A polícia investiga motivação passional, já que a vítima se relacionava com a ex-mulher de Lucas Wancler Ferreira dos Santos, preso em flagrante e mantido à disposição da Justiça.
A Delegacia de Homicídios apura se o crime foi premeditado, analisa câmeras de segurança, ouve testemunhas e investiga possíveis ameaças anteriores.
O corpo de David Schmidt Prado, de 37 anos, morto após ser esfaqueado dentro de uma academia em Londrina, no norte do Paraná, foi enterrado na manhã desta terça-feira (6). O sepultamento ocorreu às 8h, no cemitério municipal de Cornélio Procópio, cidade onde a vítima tinha familiares e era conhecida.

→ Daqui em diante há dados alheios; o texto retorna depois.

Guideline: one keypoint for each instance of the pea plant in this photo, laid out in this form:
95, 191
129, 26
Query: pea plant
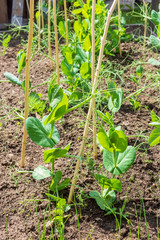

David foi morto na segunda-feira (5), após ser atacado com golpes de faca dentro do estabelecimento, localizado na zona oeste de Londrina. Ele não resistiu aos ferimentos e morreu ainda no local. A morte gerou grande comoção entre alunos, funcionários da academia e familiares da vítima.
Crime foi motivado por ciúmes
Conforme divulgado anteriormente, a principal linha de investigação indica que o crime foi motivado por ciúmes. David estaria se relacionando com a ex-mulher do autor do ataque e teria passado o réveillon com ela em Santa Catarina, o que teria provocado a reação violenta.
O autor do crime foi identificado como Lucas Wancler Ferreira dos Santos. Ele foi preso em flagrante dentro da própria academia por um policial militar que estava à paisana e treinava no local no momento do ataque. Após conter o agressor, o policial foi até o vestiário buscar sua arma e realizou a prisão.
Lucas não resistiu à abordagem e foi levado à delegacia, onde permanece à disposição da Justiça.
David deixou um filho de 6 anos. O autor do crime, Lucas Wancler Ferreira dos Santos, também é pai de uma criança.
Investigação continua
A Delegacia de Homicídios de Londrina segue investigando o caso para esclarecer todos os detalhes da dinâmica do crime e confirmar se o ataque foi premeditado. Testemunhas já foram ouvidas, e imagens de câmeras de segurança da academia estão sendo analisadas.
A polícia também apura se havia registros de ameaças ou conflitos anteriores entre vítima e agressor. O caso segue sob responsabilidade da Polícia Civil do Paraná.